The dilemma of predictions based upon data from early in epidemics

When new diseases appear, the most serious cases and the majority of deaths tend to take place in hospital. Early data records the number of patients admitted, the treatments that they are given, those that have recovered and those that die. This gives a hospital case fatality rate (CFR). In a study published in the Lancet of the novel Coronavirus, now known as COVID-19, in the first cohort in Wuhan the CFR was 11%1.

There are two main reasons why this data can be unreliable when projected forwards to different populations.

 

1. The numerator and denominator issue

Mortality rate = Number of deaths/number of cases of infection

Death is the numerator.
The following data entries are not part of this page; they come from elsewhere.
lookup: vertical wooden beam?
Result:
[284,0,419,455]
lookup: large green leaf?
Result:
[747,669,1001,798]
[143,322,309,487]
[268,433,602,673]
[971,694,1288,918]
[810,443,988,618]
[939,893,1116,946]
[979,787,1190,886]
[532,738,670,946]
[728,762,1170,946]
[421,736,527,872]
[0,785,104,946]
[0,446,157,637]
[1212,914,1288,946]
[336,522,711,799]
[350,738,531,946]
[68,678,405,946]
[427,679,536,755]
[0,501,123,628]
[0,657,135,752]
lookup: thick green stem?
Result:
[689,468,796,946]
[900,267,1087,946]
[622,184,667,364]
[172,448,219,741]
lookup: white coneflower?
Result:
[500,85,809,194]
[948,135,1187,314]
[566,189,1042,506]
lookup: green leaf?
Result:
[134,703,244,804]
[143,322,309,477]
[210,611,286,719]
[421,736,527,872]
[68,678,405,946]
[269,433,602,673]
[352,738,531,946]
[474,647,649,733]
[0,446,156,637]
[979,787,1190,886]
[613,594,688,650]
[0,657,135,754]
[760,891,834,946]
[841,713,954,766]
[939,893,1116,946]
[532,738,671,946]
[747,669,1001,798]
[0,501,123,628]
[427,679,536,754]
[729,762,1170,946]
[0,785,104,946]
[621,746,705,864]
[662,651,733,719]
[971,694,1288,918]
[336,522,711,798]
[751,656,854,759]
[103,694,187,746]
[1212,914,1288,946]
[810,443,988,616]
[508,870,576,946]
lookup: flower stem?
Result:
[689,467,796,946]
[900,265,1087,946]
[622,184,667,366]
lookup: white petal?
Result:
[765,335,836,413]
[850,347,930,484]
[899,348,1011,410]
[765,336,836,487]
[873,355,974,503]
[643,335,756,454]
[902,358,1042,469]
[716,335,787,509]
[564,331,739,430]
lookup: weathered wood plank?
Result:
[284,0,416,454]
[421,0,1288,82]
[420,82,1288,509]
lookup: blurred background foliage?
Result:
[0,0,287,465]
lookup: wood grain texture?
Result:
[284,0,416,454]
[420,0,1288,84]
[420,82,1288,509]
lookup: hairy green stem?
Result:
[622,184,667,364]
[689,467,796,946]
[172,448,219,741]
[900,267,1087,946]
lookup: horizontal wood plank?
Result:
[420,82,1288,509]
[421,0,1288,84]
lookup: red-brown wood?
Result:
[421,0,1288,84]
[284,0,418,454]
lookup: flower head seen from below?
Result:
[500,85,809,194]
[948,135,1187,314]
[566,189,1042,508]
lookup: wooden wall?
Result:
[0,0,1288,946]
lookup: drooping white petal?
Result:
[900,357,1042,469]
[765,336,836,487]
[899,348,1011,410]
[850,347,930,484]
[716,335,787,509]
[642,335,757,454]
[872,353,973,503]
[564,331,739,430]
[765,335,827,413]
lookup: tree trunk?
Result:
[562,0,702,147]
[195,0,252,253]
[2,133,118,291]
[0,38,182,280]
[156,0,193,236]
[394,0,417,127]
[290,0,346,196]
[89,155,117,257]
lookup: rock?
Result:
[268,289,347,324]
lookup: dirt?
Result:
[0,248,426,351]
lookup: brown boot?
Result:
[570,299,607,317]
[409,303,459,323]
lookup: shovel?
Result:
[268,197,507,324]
Death is hard data. With established and known medical conditions, it is easy to measure the number of people that have died and relatively easy to know the number of people that have been diagnosed and admitted to hospital.
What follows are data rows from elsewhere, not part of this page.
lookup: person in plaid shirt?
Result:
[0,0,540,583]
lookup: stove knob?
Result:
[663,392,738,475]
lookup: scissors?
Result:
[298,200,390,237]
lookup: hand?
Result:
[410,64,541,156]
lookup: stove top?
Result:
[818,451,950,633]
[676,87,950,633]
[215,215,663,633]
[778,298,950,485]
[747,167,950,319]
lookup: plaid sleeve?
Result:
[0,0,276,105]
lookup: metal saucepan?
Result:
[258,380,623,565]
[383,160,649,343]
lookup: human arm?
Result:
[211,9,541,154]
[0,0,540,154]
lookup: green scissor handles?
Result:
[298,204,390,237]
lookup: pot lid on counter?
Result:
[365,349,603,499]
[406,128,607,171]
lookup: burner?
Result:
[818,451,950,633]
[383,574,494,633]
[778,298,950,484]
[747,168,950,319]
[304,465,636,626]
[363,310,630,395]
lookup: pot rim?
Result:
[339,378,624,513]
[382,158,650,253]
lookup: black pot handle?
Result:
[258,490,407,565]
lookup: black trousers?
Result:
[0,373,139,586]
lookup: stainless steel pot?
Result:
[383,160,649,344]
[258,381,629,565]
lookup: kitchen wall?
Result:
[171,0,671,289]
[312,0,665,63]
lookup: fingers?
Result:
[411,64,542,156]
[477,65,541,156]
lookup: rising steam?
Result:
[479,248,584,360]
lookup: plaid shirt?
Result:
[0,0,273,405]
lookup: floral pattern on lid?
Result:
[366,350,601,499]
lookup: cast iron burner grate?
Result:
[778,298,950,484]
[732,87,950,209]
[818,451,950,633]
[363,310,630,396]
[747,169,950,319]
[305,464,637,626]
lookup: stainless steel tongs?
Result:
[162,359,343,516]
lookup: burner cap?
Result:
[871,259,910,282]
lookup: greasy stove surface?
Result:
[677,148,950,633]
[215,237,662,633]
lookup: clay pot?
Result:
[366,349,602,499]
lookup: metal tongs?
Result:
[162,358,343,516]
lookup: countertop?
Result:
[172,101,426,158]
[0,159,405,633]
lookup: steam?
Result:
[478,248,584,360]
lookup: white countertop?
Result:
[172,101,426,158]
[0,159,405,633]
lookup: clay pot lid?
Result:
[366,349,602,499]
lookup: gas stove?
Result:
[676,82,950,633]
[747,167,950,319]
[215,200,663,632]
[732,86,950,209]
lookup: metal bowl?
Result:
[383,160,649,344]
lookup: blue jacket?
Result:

One dilemma in new infectious illnesses is the lack of available and reliable tests. It takes time for these to be developed. If we only make a diagnosis on cases with a positive test we may miss some people who have died without having the diagnosis confirmed. Death is also lagging data, 10-12 days in the China studies so early mortality rates may also underestimate cases which will die later. Both of these factors could make early mortality rates underestimate the real mortality from newly evolving disease. 

How about the number of total infections? This is the denominator. This is soft data. Because it takes time to develop cheap and widely available tests there is an inherent bias in the people that are tested. People with less severe symptoms and those who do not go to hospital are less likely to be diagnosed. The HKU study suggested that there may be many thousands of people in the community in Wuhan with some degree of illness2. Obviously the hospital mortality in this situation will significantly overestimate the true severity of the disease.

China has changed the criteria by which they report this disease. They have moved away from reporting only positive tests and are now using clinical diagnosis. This makes sense. It recognises the reality on the ground, that universal testing will not be possible until a more readily available test is developed. The sudden surge in cases must be interpreted in this context. The death rate has doubled but the incidence has increased by a factor of 10. Counterintuitive but this reduces the case fatality rate by a factor of five and may explain some of the higher mortality in Hubei. There may also be other factors which need to be considered. 

The crude fatality rate Worldwide excluding China is 0.9%. Although this dataset is small, it is evolving and because it includes contact cases it is likely to give a better indication of the severity in population terms.

2. Viral Load

A second problem with projections based on early cohorts is the assumption that the disease will always behave in the same way in future clusters. One of the reasons that the AIDS specialist was so wrong in the 1980s related to the issue of viral load. We now know that during the AIDS epidemic, the first clusters were infected with a large amount of virus. Haemophiliacs had high levels of virus in blood transfusions and the bathhouses of the LGBT community at that time led to repetitive exposure to infected individuals. The result was that people died very quickly and this data was projected forward.

It took time to appreciate that there were factors in the first population which were different to future clusters. The early clusters basically had more serious disease because they were infected with more virus. We know that during SARS viral load was associated with severe disease and this is the case in many other infectious illness.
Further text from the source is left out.